CNNIndonesia.com, 13 Pebruari 2025, mensitir setidaknya ada beberapa Kementerian yang pemangkasan anggarannya dikurangi. Ketua Komisi V DPR Lasarus menyebut anggaran Kementerian PU batal dipotong Rp. 81 triliun. Efisiensinya menurun, sehingga pagu  akhir, pagu indikatif dari  Kementerian PU sebesar Rp. 50.483.116.613.000,- Hal serupa juga terjadi di beberapa Kementerian mitra Komisi V DPR, Kementerian Perhubungan mendapatkan anggaran Rp. 17, 73 triliun dari semula Rp. 13.58  triliun. Kemeterian Perumahan dan Kawasan Pemukiman (PKP) menerima Rp. 3,46 triliun dari sebelumnya Rp. 1,6 triliun. Kementerian Desa  dan Pembangunan Daerah Tertinggal menjadi Rp. 1.47 triliun dari Rp. 1,16 triliun.

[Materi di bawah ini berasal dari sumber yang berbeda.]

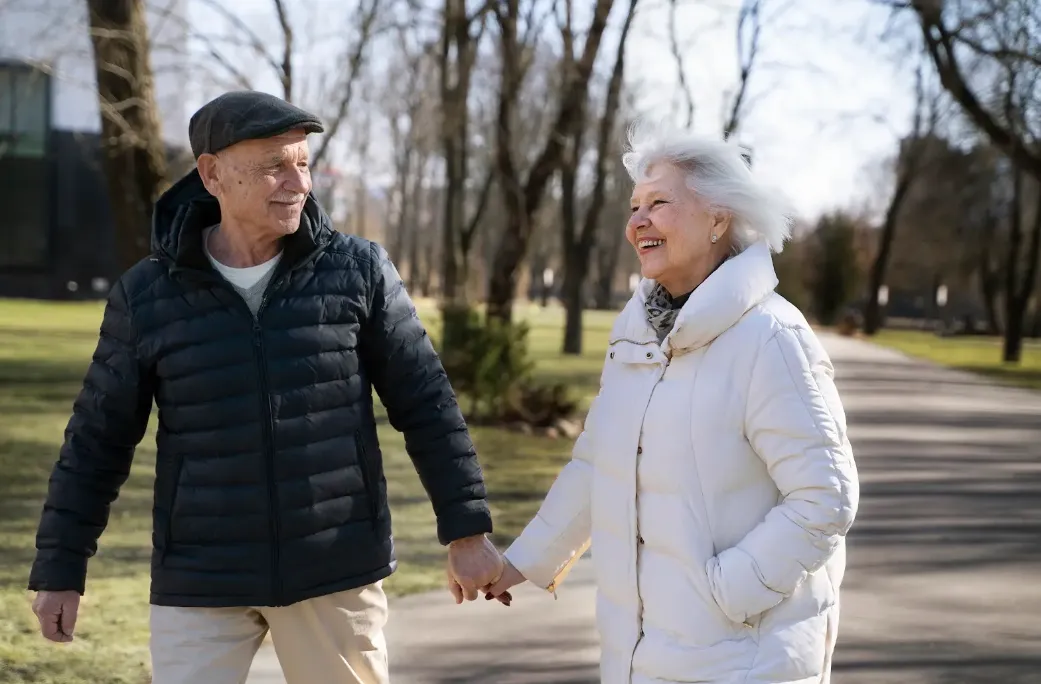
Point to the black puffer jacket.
(270, 484)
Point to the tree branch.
(939, 43)
(286, 70)
(681, 70)
(354, 61)
(751, 14)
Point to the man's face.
(260, 184)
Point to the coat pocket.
(167, 516)
(369, 479)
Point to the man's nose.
(299, 181)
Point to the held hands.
(476, 565)
(56, 612)
(511, 577)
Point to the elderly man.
(260, 332)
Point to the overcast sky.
(827, 104)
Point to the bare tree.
(522, 194)
(1006, 36)
(577, 245)
(681, 70)
(459, 47)
(364, 28)
(907, 168)
(748, 31)
(1000, 95)
(747, 41)
(132, 152)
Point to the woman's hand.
(510, 578)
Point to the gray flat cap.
(243, 116)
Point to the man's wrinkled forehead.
(289, 145)
(657, 178)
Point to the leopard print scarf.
(662, 309)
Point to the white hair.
(720, 174)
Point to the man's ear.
(210, 173)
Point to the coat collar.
(735, 287)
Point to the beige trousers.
(332, 639)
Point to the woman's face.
(671, 229)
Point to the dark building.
(56, 235)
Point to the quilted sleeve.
(411, 382)
(795, 423)
(108, 421)
(559, 533)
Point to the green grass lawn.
(44, 351)
(969, 353)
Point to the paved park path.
(944, 578)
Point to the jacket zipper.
(269, 449)
(662, 368)
(366, 479)
(269, 436)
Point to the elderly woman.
(714, 478)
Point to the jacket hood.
(187, 208)
(715, 305)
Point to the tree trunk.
(522, 197)
(1012, 348)
(132, 150)
(607, 269)
(872, 312)
(576, 269)
(989, 288)
(1018, 290)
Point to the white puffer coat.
(716, 484)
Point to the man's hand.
(56, 612)
(474, 563)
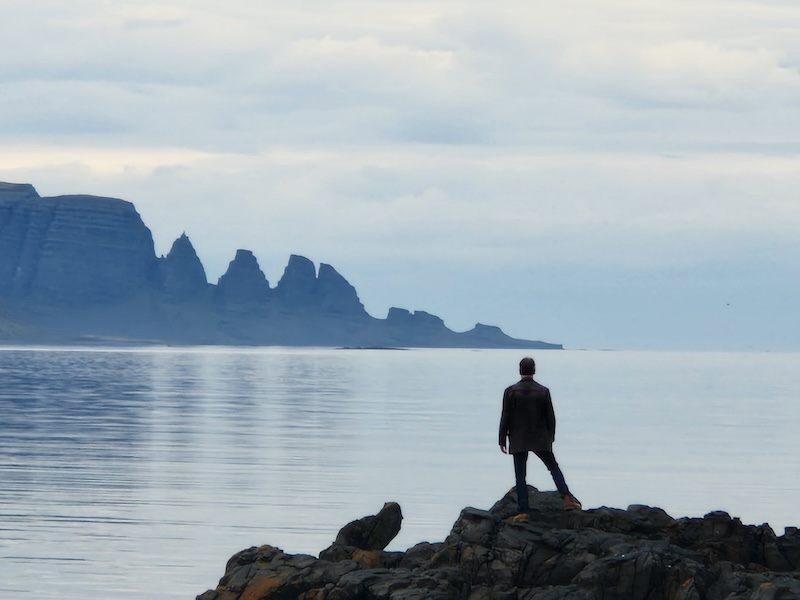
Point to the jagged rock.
(82, 268)
(244, 283)
(373, 532)
(181, 274)
(336, 295)
(640, 553)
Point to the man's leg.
(520, 467)
(549, 460)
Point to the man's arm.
(551, 417)
(505, 419)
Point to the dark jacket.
(528, 420)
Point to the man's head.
(527, 367)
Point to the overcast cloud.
(611, 174)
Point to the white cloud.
(422, 141)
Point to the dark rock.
(373, 532)
(640, 553)
(296, 289)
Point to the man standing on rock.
(529, 424)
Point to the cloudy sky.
(615, 174)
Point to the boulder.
(640, 553)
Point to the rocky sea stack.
(83, 269)
(640, 553)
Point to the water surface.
(137, 472)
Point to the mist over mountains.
(82, 268)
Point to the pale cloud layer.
(602, 174)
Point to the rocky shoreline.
(596, 554)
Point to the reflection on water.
(138, 472)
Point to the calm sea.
(137, 472)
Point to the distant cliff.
(83, 268)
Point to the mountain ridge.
(84, 268)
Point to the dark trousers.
(520, 471)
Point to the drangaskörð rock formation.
(83, 269)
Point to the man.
(529, 424)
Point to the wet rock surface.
(603, 553)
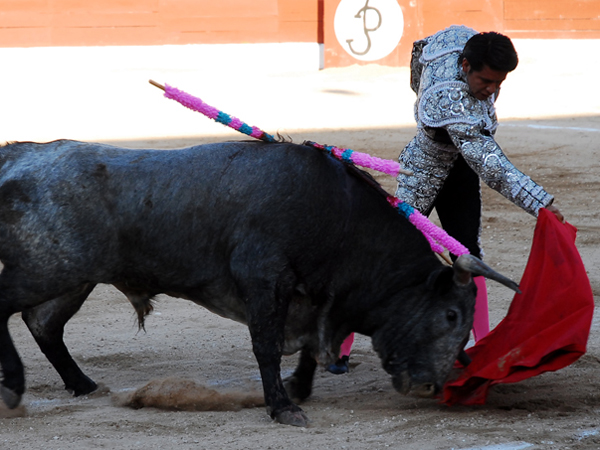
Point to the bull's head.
(419, 350)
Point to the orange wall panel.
(25, 23)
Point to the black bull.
(281, 237)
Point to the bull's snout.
(404, 385)
(425, 390)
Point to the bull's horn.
(468, 265)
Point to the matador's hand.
(554, 210)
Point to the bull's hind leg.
(47, 323)
(13, 382)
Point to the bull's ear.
(441, 280)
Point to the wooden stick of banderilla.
(158, 85)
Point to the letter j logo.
(368, 29)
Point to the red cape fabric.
(547, 325)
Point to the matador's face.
(484, 82)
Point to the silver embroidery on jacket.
(444, 101)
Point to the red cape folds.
(547, 325)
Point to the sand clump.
(177, 394)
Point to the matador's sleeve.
(487, 159)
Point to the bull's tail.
(141, 302)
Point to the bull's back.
(178, 214)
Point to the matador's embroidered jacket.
(451, 120)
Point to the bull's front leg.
(299, 384)
(266, 321)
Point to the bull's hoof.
(297, 390)
(11, 398)
(86, 387)
(295, 418)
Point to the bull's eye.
(451, 315)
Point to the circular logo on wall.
(368, 29)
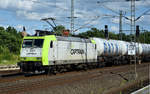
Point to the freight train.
(50, 53)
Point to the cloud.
(114, 28)
(17, 4)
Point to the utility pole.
(132, 33)
(120, 25)
(72, 17)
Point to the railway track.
(20, 84)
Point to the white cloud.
(114, 28)
(17, 4)
(115, 20)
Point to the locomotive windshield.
(37, 43)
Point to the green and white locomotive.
(44, 53)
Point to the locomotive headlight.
(38, 58)
(23, 58)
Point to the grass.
(8, 59)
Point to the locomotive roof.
(73, 39)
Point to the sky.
(88, 13)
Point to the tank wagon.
(47, 53)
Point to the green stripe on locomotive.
(45, 49)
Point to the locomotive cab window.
(37, 43)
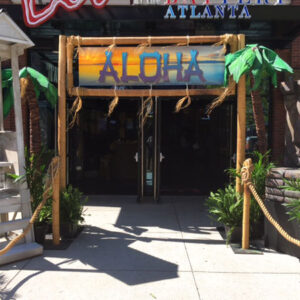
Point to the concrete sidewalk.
(167, 251)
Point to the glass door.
(149, 151)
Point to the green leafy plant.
(226, 206)
(262, 166)
(35, 173)
(257, 62)
(294, 205)
(71, 205)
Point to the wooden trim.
(154, 40)
(83, 92)
(241, 120)
(77, 41)
(62, 112)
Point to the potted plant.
(226, 207)
(35, 171)
(71, 211)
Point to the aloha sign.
(169, 65)
(34, 17)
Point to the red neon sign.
(34, 17)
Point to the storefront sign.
(172, 65)
(174, 9)
(34, 17)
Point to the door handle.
(161, 157)
(136, 157)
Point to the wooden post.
(24, 192)
(62, 122)
(1, 100)
(241, 120)
(246, 205)
(55, 210)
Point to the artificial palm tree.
(32, 84)
(256, 62)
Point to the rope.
(219, 100)
(180, 102)
(246, 178)
(113, 103)
(52, 170)
(76, 107)
(112, 46)
(146, 107)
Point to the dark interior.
(196, 148)
(102, 150)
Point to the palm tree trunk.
(258, 115)
(28, 93)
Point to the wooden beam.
(70, 77)
(24, 192)
(154, 40)
(85, 92)
(55, 210)
(241, 120)
(1, 100)
(62, 112)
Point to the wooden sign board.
(144, 66)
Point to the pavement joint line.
(18, 272)
(246, 273)
(180, 228)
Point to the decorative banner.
(171, 65)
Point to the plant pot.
(236, 236)
(68, 230)
(40, 231)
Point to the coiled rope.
(246, 172)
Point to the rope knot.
(246, 171)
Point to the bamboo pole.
(246, 205)
(55, 211)
(241, 120)
(85, 92)
(70, 50)
(163, 40)
(62, 120)
(1, 100)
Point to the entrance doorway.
(196, 148)
(172, 153)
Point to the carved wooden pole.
(241, 120)
(62, 122)
(246, 177)
(55, 209)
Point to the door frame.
(68, 47)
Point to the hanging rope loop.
(246, 173)
(76, 107)
(220, 99)
(113, 104)
(112, 46)
(146, 108)
(180, 104)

Kementerian Transmigrasi mendapatkan  Rp. 83,5 miliar dari semula Rp.  75.02 miliar. Anggaran Basarnas Rp. 1.09 triliun dari Rp. 1.01 triliun dan BMKG mendapatkan Rp. 1.78 triliun dari semula Rp. 1,4 triliun.
Bila dicermati, adanya pemotongan dari efisiensi, berarti langkah  efisiensi anggaran yang diintruksikan Presiden,  bukanlah "harga mati", masih bisa dilakukan "negosiasi", pengurangan atau pembatalan.
Artinya, dengan berbagai pertimbangan yang ada,  dan berbagai kepentingan yang mengikutinya, maka efisiensi anggaran bisa saja  ditiadakan.
Mengapa efisiensi anggaran pendidikan dan peneltian tersebut tidak dikurangi atau tidak batalkan juga?. Pertanyaan sederhana ini mewakili "aspirasi insan pendidikan/akademis" yang ada di negeri ini terlebih bagi pengelola pendidikan itu sendiri. Sampai dengan tulisan ini dibuat, belum ada informasi pembatalan pemotongan anggaran pendidikan dan penelitian.
Bila disimak, insan akademik  yang terlibat langsung dalam pengelolaan pendidikan sebagian besar "akan menerima saja" langkah  yang sudah dilakukan oleh pemerintah, jika anggaran mereka dipangkas, ya, akan diterima saja. Namun, bagi pihak yang menggunakan  atau yang mengkonumsi jasa pendidikan "akan menolak"  jika anggaran pendidikan ini akan dikurangi atau dipangkas.
Adanya pemangkasan anggaran  Kementerian Pendidikan Dasar dan Menengah (Kemendikdasmen) Rp 8 triliun tersebut diprotes keras oleh organisasi yang bergerak dalam bidang pendidikan.